Spot instances provide a cost-efficient way to scale compute clusters, but improper configurations may lead to instability and job failures. This blog outlines key best practices for using Spot instances, whether auto-scaling is enabled or disabled.
When Auto Scaling is Disabled with Spot Instances
Without auto-scaling, Spot instance availability is crucial for successful cluster startup. Here’s what you need to consider:
- Cluster Availability
Ensure that 80% of the total requested nodes are available for startup. For instance, if you request four Spot compute worker nodes, the eviction of even a single node can delay the cluster's launch.
- Cluster Launch Attributes
Use attributes like FALL_BACK_TO_AZURE during cluster launch. This ensures that if Spot instances are unavailable, an on-demand compute node will be provisioned instead, preventing cluster failures.
- Avoid Using Pools with Spot Instances
Creating clusters from pools with Spot instances can introduce instability, especially if the driver node is assigned to a Spot instance. To prevent this, we strongly discourage using pools with Spot instances when launching clusters.

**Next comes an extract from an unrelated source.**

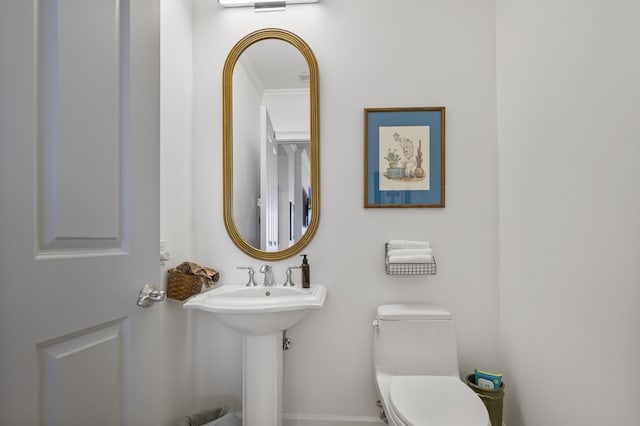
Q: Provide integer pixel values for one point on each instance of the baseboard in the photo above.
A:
(323, 420)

When Auto Scaling is Enabled with Spot Instances
Auto-scaling allows clusters to dynamically adjust resources, but careful setup is necessary for smooth scaling.
- On-Demand Nodes First
Set the Azure attribute first_on_demand=2 in the job cluster definition. This ensures that the first two nodes (one driver and one worker) are on-demand, stabilizing cluster creation.
- Autoscaling Settings
- Enable auto-scaling on the cluster.
- Set min_workers=1, ensuring that at least one worker is always on-demand.
- Define the maximum cluster size to prevent over-scaling issues.
This setup ensures reliable cluster startup and reduces the risk of job failures.
- Upscaling Considerations
The cluster should always start with on-demand nodes before scaling up with Spot instances. While this approach improves stability, it may slightly increase overall job duration due to the upscaling process.
- Avoid Using Pools with Spot Instances
Just like in the non-auto-scaling setup, avoid creating clusters from pools with Spot instances. Doing so can lead to delayed startups and instability.
Final Thoughts
By following these best practices, you can maximize the benefits of Spot instances while ensuring cluster stability and efficiency. Whether auto-scaling is enabled or not, prioritizing on-demand instances during startup and carefully managing scaling policies will help mitigate potential risks.